Mass graves unearthed in Texas

Analysts say bodies were of aliens who died crossing border

FALFURRIAS, Texas -- Volunteer researchers have uncovered mass graves in a South Texas cemetery that they believe contain the bodies of immigrants who died crossing into the U.S. illegally, according to reports Saturday.

Meanwhile, U.S. Rep. Steve Pearce, R-N.M., provided more details about a new detention center for illegal aliens that was announced Friday.

The discovery at Sacred Heart Burial Park in Falfurrias came in the past two weeks as Baylor University anthropologist Lori Baker and Krista Latham, a forensic anthropologist at the University of Indianapolis, and their students worked as part of a multiyear effort to identify illegal immigrants who've died in the area near the U.S.-Mexico border.

Teams unearthed remains in trash bags, shopping bags, body bags or without a container at all. In one burial, bones of three bodies were inside one body bag. In another, at least five people in body bags and smaller plastic bags were piled on top of one another. Skulls also were found in biohazard bags placed between coffins.

The bodies were buried between 2005 and 2009, Baker estimated.

Researchers said some remains were found under small, temporary grave markers bearing the name of local funeral home Funeraria del Angel Howard-Williams.

Baker said that when the researchers discussed the matter with the funeral home before the excavation, they were told that Sacred Heart Burial Park didn't have maps or lists to help figure out where the bodies were buried or to whom they belonged. When they asked for the materials they used for the burials, they were shown fiberboard coffins.

"But we are yet to find any burials using those," Baker said.

Brooks and Jim Hogg county officials said they pay the funeral home to handle bodies recovered in the remote parts of South Texas, an area that's often deadly for illegal immigrants from Mexico and Central America who set out on foot through ranch lands amid sweltering temperatures to avoid a nearby U.S. Border Patrol checkpoint.

More than 300 people died crossing through Brooks County alone between 2011 to 2013 -- representing more than 50 percent of the deaths in Texas' sprawling Rio Grande Valley.

Brooks County Chief Deputy Benny Martinez said the funeral home charges $450 to handle each body.
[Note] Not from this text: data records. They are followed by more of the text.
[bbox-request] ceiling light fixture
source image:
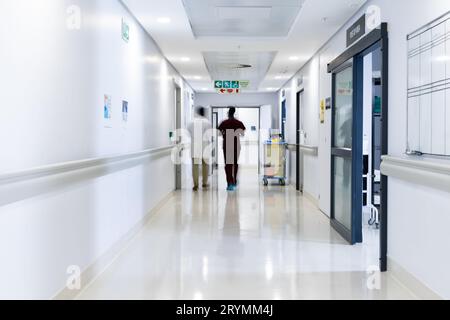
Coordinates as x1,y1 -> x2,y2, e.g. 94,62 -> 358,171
156,17 -> 172,24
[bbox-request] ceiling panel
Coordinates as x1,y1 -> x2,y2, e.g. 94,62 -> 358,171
203,52 -> 277,91
183,0 -> 304,38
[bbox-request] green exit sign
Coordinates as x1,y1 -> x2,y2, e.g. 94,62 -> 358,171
122,19 -> 130,43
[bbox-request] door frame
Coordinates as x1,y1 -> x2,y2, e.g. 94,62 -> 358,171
328,23 -> 389,272
296,89 -> 305,192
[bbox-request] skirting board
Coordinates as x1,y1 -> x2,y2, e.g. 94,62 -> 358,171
51,192 -> 174,300
388,257 -> 443,300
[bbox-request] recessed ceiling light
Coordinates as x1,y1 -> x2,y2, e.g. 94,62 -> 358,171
156,17 -> 172,24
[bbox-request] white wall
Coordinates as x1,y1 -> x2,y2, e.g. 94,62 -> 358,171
195,93 -> 279,129
0,0 -> 190,299
280,0 -> 450,298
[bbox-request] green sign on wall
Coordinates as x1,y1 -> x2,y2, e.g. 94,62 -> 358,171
214,80 -> 250,89
122,19 -> 130,43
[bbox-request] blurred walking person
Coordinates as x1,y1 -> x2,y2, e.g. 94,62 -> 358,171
218,107 -> 247,191
188,107 -> 212,191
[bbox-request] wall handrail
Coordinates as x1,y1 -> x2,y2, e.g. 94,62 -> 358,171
0,145 -> 176,185
381,156 -> 450,192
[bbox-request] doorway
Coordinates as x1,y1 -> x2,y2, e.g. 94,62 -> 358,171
211,106 -> 263,186
328,23 -> 388,271
281,100 -> 287,140
296,90 -> 305,192
174,84 -> 182,190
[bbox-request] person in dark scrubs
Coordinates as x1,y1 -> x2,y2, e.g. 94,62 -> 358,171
218,107 -> 247,191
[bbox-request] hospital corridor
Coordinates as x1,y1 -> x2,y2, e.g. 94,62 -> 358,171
0,0 -> 450,304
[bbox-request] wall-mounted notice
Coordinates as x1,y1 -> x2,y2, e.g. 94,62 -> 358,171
103,94 -> 112,128
103,94 -> 112,120
407,12 -> 450,156
320,99 -> 326,123
122,101 -> 128,122
347,15 -> 366,47
122,18 -> 130,43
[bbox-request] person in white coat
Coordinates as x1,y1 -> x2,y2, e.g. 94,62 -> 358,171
188,107 -> 212,191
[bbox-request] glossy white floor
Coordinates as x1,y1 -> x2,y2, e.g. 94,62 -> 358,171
78,170 -> 415,300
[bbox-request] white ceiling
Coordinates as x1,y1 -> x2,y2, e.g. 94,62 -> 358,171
123,0 -> 367,92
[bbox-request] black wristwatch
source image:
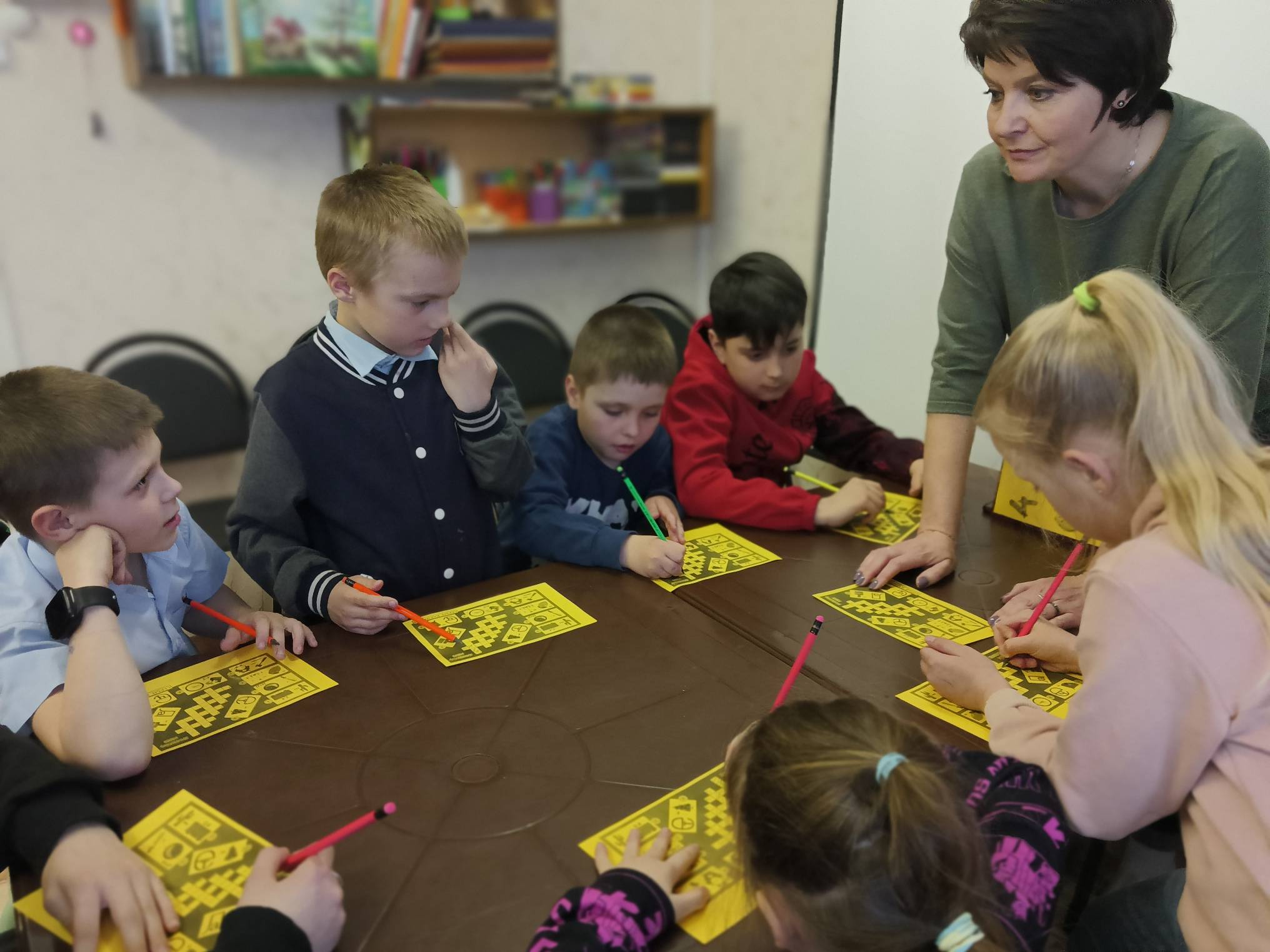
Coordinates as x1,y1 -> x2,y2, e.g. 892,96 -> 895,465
44,585 -> 119,641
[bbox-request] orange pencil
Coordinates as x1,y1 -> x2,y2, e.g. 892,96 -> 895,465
344,577 -> 454,641
181,595 -> 274,645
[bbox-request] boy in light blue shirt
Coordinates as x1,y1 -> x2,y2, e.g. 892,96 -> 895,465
0,367 -> 316,780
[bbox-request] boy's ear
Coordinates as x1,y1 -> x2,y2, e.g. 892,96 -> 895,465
706,327 -> 728,363
31,505 -> 79,546
326,268 -> 357,305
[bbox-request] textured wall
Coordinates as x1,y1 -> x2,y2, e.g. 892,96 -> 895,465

County Judge Raul Ramirez said it has been handling such remains for at least 16 years.

Martinez said he's meeting with Brooks County commissioners Tuesday in Austin, Texas, to discuss what happened with the graves.

"I'm trying to get a grasp as to why that occurred," he said.

He doesn't foresee any criminal charges for the funeral home.

"We have always been under budget constraints," Martinez said. "Maybe there was no money to facilitate burying the bodies."

The funeral home referred questions to its parent company, Houston-based Service Corp. International.

"No matter if this is one of our client families we serve on a traditional basis or a migrant family's loved one we're serving, and we don't have any identification of the loved one ... our policy to treat the decedent with care, to treat them just like we would treat anyone else," Service Corp. International spokesman Jessica McDunn told the newspaper.

McDunn said the funeral home has "certain records related to these burials, but this does not amount to confirmation that Howard-Williams was involved in depositing the remains in the manner the researchers described."

The funeral home would not give the newspaper access to those records.

Still, Latham called the discovery appalling. Baker said bodies that were not already skeletonized before burial were found in varying states of decomposition.

"To me, it's just as shocking as the mass grave that you would picture in your head, and it's just as disrespectful," Latham said.

Farther west in New Mexico, Pearce said Friday that a new detention facility planned for his state would be for only illegal alien families, not unaccompanied minors.

He said an area of the Federal Law Enforcement Training Center in Artesia could house families, but the facility was not equipped to handle parentless children.

"We don't have the day care facilities we need to take care of children there," Pearce said.

The U.S. Department of Homeland Security said Friday that the 700-bed family detention facility would likely be the first of several new facilities that will be open to house aliens caught crossing the border illegally. A surge of aliens from Central America have been apprehended crossing the border in recent weeks.

Pearce said Border Patrol stations continue to be overwhelmed by the number of aliens.

"There has been a flood of people at the border, and they are holding them at the border in Border Patrol stations," Pearce said. "But they aren't able to get any work done, so the government is looking for places to put them."

The Artesia training center is home to the Border Patrol's training academy, which includes dormitories. But the dorms would remain separate from where families would stay, Pearce said.

Information for this article was contributed by staff members of The Associated Press and by Maya Srikrishnan and Molly Hennessy-Fiske of the Los Angeles Times.